But Vince’s downfall for 60 off 72 balls opened the floodgates, with Billings departing for 71 off 80 deliveries soon after, as England were all out for 208 in 39.5 overs to lose by 72 runs.
A dead rubber awaits in Melbourne on Tuesday, an ill-fitting conclusion to what has been a memorable past few weeks Down Under for England, who just last Sunday were celebrating their T20 World Cup win.
Steve Smith’s 94 off 114 balls underpinned Australia’s 280 for eight, with Marnus Labuschagne amassing 58 off 55 deliveries and Mitchell Marsh 50 off 59, which proved more than enough on a wearing surface.
The timing and relevance of this series has been questioned and both sides were without their captains as Moeen Ali replaced Jos Buttler and Josh Hazlewood led Australia in the absence of Pat Cummins.
Woakes tightened up his lines and varied his pace after starting loosely, but it was a quicker ball banged in that did for Travis Head, whose pull caught the splice and looped to short midwicket.
Smith bedded in well, content to take the singles on offer, while Labuschagne showed more intent, evidenced by whipping his second ball for his first ODI six after advancing down the track to Moeen.
He used his feet well to England’s spinners but an attempted sweep caught the top edge and ballooned to mid-off, while Rashid had two in two when Alex Carey was stumped as Australia slipped to 144 for four.
Smith upped the ante after reaching a 70-ball half-century – his fourth successive fifty-plus score in this format – but holed out to Rashid, who finished with three for 57, while Woakes’ knuckle ball castled Marcus Stoinis on a pitch that was slowing down and showing signs of reverse swing.
Marsh clubbed legside sixes off Woakes and the off-colour Curran, but he and Starc were caught on the boundary off successive David Willey deliveries. But Australia finished well, with Curran, player of the tournament at the T20 World Cup, conceding 16 in his final over to finish with 7-0-55-0.
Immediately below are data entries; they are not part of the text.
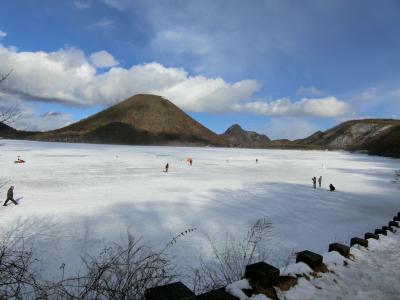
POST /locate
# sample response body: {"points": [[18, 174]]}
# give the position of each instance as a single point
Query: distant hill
{"points": [[238, 137], [153, 120], [353, 135], [141, 119]]}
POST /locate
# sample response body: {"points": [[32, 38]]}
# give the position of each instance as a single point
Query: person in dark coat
{"points": [[10, 196], [314, 179]]}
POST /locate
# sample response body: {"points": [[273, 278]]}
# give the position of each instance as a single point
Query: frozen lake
{"points": [[78, 197]]}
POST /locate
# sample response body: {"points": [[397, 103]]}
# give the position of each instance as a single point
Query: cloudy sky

England made a false start at the outset of their reply as Roy gloved down the leg-side for a two-ball duck, his fourth in his last eight innings for club and country, while worse was to follow when Malan, a centurion in Adelaide, had his off-stump knocked back by a sensational Starc outswinger.
Phil Salt bristled with purpose but exposed his stumps to Hazlewood and paid the price after missing a waft to depart for 23, yet Australia removing Starc after three overs let Vince and Billings settle.
The pair are on the fringes of this white-ball set-up but both have extensive experience at the Big Bash League, with Vince particularly fluent through his favourite cover region, an area he cleared with a fantastic drive off slow left-armer Ashton Agar, while Stoinis was also deposited into the stands.
Billings settled by rotating the strike for his first 25 runs but reverse swept Adam Zampa for his first four then shuffled down the wicket to fellow spinner Agar and unleashed a couple of mighty blows for back-to-back leg-side sixes.
The pair brought up their half-centuries and took England past 150 before Hazlewood reintroduced himself and snared Vince, struck on the back leg and given lbw after missing a heave across the line.
Moeen seemed to have Zampa’s number with swipes for four then six but a regulation leg-break beat his defences, sailing through the gate. In Zampa’s next over, Billings yorked himself and was bowled which ended England’s hopes. Both Starc and Zampa finished with four wickets as Australia won comfortably.